The consent decree, jointly proposed by Florida and the Trump administration, was approved and entered by U.S. District Judge T. Kent Wetherell II.
The decree stems from a lawsuit Florida filed in May 2023 against the Department of Homeland Security and then-Secretary Alejandro Mayorkas, pushing back against so-called “Parole with Conditions” and related parole programs that allowed large numbers of migrants encountered at the southern border to be released into the U.S. on parole rather than being held in detention or placed promptly into removal proceedings.
Florida argued the programs exceeded the statutory limits on parole, which under federal law can be used only on a case-by-case basis for urgent humanitarian reasons or significant public benefit.
The lawsuit, Florida v. Mayorkas, was heard in the U.S. District Court for the Northern District of Florida, where earlier rulings had already found aspects of Biden-era parole practices unlawful and vacated them.
Under the new decree, the Biden administration’s specific parole programs at issue have been declared unlawful and set aside, and the government is barred for 15 years from implementing or enforcing those policies or any “materially indistinguishable” parole regime that uses parole categorically to alleviate detention pressures or manage operational capacity at the border. The decree does not bar traditional, limited uses of parole — e.g. to facilitate treatment for urgent medical needs — but it sharply limits broader programs like those that were in place under the Biden administration.

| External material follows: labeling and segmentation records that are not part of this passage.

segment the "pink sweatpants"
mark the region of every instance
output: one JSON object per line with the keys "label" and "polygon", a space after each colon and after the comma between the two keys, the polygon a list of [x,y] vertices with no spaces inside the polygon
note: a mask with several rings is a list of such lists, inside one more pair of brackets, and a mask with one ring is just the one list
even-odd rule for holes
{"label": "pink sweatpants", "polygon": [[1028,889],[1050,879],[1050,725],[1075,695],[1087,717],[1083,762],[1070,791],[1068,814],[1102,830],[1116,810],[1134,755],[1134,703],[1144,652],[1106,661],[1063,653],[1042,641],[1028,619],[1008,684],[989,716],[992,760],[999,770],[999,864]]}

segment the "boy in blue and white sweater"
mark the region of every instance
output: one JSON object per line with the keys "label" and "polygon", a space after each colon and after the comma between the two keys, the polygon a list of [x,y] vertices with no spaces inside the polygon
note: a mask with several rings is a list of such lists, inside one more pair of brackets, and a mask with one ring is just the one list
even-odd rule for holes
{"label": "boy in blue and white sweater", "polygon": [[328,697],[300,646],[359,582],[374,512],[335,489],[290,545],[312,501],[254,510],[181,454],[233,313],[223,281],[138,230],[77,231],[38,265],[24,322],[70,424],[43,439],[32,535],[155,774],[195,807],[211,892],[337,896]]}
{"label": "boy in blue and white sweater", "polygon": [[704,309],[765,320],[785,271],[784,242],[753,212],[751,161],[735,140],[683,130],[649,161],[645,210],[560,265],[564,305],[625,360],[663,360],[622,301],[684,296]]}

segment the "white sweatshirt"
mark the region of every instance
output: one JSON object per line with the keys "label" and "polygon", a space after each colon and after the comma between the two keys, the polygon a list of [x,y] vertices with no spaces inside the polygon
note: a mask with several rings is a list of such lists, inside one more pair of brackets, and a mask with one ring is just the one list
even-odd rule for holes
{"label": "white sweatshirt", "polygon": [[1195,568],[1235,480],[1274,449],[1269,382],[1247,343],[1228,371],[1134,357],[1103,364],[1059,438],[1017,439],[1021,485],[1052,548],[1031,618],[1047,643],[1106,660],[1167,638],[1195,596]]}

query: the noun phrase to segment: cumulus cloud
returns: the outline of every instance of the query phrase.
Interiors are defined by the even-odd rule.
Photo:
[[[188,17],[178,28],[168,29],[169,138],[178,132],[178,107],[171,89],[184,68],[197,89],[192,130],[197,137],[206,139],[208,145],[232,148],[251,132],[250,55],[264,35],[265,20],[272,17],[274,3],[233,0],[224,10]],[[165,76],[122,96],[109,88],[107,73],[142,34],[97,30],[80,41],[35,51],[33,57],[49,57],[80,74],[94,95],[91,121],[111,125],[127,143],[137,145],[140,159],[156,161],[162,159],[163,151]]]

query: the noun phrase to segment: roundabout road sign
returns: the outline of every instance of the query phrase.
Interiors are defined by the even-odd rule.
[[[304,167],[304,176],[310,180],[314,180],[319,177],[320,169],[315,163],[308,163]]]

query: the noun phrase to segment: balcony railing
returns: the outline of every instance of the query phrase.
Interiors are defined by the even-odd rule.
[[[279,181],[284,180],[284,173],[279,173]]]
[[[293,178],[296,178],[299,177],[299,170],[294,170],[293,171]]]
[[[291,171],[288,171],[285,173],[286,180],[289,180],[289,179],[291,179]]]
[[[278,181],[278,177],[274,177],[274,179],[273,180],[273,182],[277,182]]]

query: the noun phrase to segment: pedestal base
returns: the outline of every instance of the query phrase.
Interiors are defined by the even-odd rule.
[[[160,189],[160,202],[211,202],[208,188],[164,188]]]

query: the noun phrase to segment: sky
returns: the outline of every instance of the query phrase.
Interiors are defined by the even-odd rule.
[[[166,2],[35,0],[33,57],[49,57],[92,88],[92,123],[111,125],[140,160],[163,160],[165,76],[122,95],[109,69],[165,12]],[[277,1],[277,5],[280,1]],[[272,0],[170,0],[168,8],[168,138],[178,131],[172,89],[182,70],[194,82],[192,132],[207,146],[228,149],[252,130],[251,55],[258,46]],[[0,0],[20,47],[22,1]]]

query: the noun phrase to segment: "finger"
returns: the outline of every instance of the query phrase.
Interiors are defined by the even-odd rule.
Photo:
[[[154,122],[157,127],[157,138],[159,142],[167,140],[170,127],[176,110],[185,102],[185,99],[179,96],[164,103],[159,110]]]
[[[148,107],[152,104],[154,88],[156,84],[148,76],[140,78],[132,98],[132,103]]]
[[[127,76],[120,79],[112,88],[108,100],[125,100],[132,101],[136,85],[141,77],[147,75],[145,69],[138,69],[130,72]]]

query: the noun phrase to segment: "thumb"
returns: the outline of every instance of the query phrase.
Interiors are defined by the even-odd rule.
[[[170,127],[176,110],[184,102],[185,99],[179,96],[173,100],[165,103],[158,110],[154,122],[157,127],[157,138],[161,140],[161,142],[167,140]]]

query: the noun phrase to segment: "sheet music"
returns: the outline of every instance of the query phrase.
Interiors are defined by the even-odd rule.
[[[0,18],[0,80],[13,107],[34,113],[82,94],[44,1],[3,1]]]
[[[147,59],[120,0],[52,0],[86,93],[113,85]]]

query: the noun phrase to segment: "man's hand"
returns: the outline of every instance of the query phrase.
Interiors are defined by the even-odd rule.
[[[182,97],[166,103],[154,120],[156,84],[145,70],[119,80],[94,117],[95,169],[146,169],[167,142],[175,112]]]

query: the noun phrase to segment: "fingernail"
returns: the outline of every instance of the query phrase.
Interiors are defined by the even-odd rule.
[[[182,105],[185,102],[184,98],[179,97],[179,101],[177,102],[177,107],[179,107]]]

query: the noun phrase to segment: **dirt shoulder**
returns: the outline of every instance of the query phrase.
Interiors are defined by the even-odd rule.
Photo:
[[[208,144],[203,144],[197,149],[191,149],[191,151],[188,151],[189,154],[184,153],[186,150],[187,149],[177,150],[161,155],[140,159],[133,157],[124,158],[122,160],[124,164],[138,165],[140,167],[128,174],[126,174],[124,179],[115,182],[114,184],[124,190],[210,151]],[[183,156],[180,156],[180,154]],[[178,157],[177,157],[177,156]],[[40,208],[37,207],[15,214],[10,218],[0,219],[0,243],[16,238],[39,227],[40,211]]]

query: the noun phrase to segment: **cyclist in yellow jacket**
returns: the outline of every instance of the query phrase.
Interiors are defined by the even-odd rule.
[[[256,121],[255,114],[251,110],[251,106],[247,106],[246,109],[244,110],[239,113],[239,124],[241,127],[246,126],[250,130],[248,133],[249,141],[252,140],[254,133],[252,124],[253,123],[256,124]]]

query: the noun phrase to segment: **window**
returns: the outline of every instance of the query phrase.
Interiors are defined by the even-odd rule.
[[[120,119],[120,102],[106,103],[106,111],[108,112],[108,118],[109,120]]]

Florida officials said the agreement will make it difficult for future administrations to restart similar parole initiatives without new rulemaking or legislation. Supporters of the settlement say it restores statutory limits on parole authority.
The Trump administration moved to suspend or terminate several Biden-era parole programs immediately after President Donald Trump took office again in January 2025. The administration is pursuing removal proceedings for people who entered under prior policies.